Proposed PR merged. Currently synthetic accessor methods are ignored if found. 
This is an escape clause which leaves wiggle room for AST transforms at the 
risk of a poorer error message if an AST transform does the wrong thing - 
either some kind of Groovy warning about duplication or in the worst case, a VM 
class error. The escape clause was currently needed for @Field. We could 
consider weakening or removing the escape clause down the track:
 * A more liberal escape clause would be to also ignore @Generated accessor 
methods if found, something to keep in mind if other frameworks end up being 
affected
 * We could remove the escape clause if we rework @Field but maybe other 
frameworks would also be impacted and need this wiggle room anyway

> @Lazy transform should check for explicit getters/setters
> ---------------------------------------------------------
>
>                 Key: GROOVY-10004
>                 URL: https://issues.apache.org/jira/browse/GROOVY-10004
>             Project: Groovy
>          Issue Type: Improvement
>            Reporter: Paul King
>            Assignee: Paul King
>            Priority: Minor
>              Labels: breaking
>             Fix For: 4.0.0-alpha-3
>
>          Time Spent: 0.5h
>  Remaining Estimate: 0h
>
> The {{@Lazy}} transform renames the backing field to "make it more hidden" 
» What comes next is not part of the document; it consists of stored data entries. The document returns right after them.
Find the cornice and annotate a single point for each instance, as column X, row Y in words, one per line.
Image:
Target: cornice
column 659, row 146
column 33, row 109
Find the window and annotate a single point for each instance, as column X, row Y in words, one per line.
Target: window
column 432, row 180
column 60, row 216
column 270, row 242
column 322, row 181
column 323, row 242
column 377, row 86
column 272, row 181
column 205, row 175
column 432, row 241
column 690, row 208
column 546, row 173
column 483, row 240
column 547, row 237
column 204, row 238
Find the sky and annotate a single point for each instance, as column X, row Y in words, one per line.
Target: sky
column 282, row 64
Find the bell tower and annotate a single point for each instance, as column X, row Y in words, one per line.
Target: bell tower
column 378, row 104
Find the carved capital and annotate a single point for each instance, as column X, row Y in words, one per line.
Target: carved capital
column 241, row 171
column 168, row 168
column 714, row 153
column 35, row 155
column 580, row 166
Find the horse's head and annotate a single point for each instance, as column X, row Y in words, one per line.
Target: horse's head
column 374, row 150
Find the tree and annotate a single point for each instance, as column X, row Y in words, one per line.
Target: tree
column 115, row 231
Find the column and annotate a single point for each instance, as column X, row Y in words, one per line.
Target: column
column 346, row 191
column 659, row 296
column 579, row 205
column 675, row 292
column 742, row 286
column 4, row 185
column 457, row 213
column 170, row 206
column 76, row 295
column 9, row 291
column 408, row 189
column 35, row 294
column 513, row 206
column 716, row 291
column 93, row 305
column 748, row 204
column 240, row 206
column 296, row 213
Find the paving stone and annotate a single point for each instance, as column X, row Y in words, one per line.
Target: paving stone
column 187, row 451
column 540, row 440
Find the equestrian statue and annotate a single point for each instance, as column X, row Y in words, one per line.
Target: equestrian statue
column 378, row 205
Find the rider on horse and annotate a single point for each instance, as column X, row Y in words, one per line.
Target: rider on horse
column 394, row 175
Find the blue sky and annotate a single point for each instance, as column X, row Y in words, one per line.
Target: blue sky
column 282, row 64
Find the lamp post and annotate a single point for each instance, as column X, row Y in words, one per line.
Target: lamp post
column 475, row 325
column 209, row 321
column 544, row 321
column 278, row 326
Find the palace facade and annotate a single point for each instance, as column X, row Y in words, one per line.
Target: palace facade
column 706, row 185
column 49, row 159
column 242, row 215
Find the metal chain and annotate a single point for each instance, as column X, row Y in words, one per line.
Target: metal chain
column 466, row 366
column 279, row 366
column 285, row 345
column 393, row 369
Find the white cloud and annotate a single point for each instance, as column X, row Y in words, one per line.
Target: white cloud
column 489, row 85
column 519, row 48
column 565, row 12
> and doesn't provide a setter, hence making the field read-only (apart from 
> reflection tricks).
> {code}
> class Zoo {
>     @Lazy String animal = { 'sloth' }()
>     //void setAnimal(String animal) { this.animal = animal }
>     //String getAnimal() { this.animal }
> }
> {code}
> Here {{animal}} becomes {{$animal}}. The intention is to disallow the fields 
> use anymore apart from the sanctioned initialization code provided by the 
> transform. No attempt is made to rename usages of the field that may 
> otherwise occur within the class. Hence adding an explicit getter or setter 
> in the normal way yields a {{StackOverflowError}} when trying to access the 
> original property or {{MissingFieldException}} if trying to access the field 
> directly, i.e. {{this.@animal}}. The transform should instead issue an error 
> if explicit getters/setters are found. It would still be possible to access 
> the {{$animal}} field (which in general may or may not be initialized) if 
> there was really a need, just not in the standard getter or setter.